The following content is sourced from external partners. We cannot guarantee that it is suitable for the visually or hearing impaired.
By Nelson Banya
HARARE (Reuters) - Britain said on Thursday it was providing $100 million (61.2 million pounds) in aid to Zimbabwe this year, its largest ever donation to the country, to help the new unity government and ease a grim humanitarian crisis.
"We thought the formation of the inclusive government was a significant step. The UK wants it to succeed. We are not holding back and will be supporting it to the tune of $100 million this year," said British ambassador to Zimbabwe Mark Canning.
"We don't want it to fail as a result of lack of financial support," he told reporters.
Relations between Britain and Zimbabwe have been strained for a decade, with London accusing President Robert Mugabe of disastrous policies such as the often violent seizure of white farms to resettle blacks, electoral fraud and rights abuses.
But the formation of a power-sharing government by Mugabe and rival Prime Minister Morgan Tsvangirai has raised hopes for improved ties.
Canning said the funds would be used to restore vital services such as water, sanitation, healthcare and education -- which has virtually collapsed after years of neglect -- as well as to provide food aid, seed and fertilizers to poor households.
Western donors have been reluctant to give large-scale development aid to Zimbabwe until they see more evidence of reforms being implemented.
Dave Fish, head of the Africa Division of Britain's Department for International Development, said Britain was not yet giving direct funding to the new unity government.
"We would expect significant developments on the political front before we deepen support or even provide funding directly through the government," he said.
"We expect respect for human rights and international obligations, policies that help the people and the ability to manage donor funds transparently. In those three cases, Zimbabwe failed the test."
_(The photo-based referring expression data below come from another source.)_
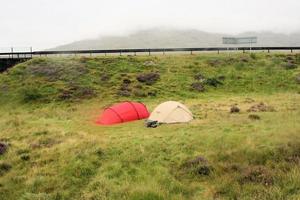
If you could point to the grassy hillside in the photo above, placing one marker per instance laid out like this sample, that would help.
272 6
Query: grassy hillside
55 151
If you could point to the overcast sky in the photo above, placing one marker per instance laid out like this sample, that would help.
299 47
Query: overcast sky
47 23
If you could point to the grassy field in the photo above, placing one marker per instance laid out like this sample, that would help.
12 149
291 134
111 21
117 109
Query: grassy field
56 151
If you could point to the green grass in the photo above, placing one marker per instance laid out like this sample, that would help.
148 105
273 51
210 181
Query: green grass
48 108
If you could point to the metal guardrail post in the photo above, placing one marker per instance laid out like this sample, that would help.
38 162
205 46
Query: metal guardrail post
12 52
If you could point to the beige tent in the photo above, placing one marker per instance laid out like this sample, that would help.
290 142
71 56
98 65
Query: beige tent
171 112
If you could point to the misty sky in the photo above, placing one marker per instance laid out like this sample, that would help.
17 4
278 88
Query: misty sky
47 23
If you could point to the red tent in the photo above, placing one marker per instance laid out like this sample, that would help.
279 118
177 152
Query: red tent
123 112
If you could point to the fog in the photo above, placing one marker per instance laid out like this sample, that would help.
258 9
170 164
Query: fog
48 23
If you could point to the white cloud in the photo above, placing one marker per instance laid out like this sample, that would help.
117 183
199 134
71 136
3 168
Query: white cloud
46 23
The unity government has faced problems from the start, with Tsvangirai's Movement for Democratic Change (MDC) accusing Mugabe of undermining the pact by refusing to reverse senior appointments made without consulting the former opposition.
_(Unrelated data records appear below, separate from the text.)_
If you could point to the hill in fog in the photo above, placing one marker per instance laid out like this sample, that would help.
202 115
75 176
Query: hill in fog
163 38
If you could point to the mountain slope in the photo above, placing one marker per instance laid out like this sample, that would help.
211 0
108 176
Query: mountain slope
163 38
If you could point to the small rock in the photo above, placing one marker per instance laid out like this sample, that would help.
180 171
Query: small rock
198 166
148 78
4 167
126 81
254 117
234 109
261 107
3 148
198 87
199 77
Wednesday, Tsvangirai's ally Roy Bennett was detained after being indicted on terrorism charges, prompting an angry response from the MDC, which says its members are being persecuted through the courts.
In Washington, the U.S. State Department blasted Mugabe for the charges against Bennett and said it had no plans to give the government development aid, although it would keep giving humanitarian aid to the people.
"This particular case with regard to Roy Bennett is frankly a blatant example of the absence of rule of law in Zimbabwe and, frankly it's a transparent attempt to prevent Mr. Bennett from taking up his position as deputy secretary for agriculture," said State Department spokesman Robert Wood.
"Mugabe needs to end his harassment of the opposition, including Mr. Bennett," he told reporters.
Mugabe's ZANU-PF party accuses the MDC of failing to honour an agreement to call for the removal of sanctions imposed by Western governments on the veteran leader and his inner circle.
Mugabe has accused the West of trying to divide the unity government through the maintenance of the sanctions, adding they hurt only the poor.
Canning said the full restoration of ties with Zimbabwe depended on the implementation of the power-sharing deal and the successful completion of current talks between Harare and the European Union.
"It is the progress on the ground that will determine the extent to which we increase co-operation," Canning said.
"The issue of sanctions is one that will go away once the political agreement is fulfilled in spirit and letter."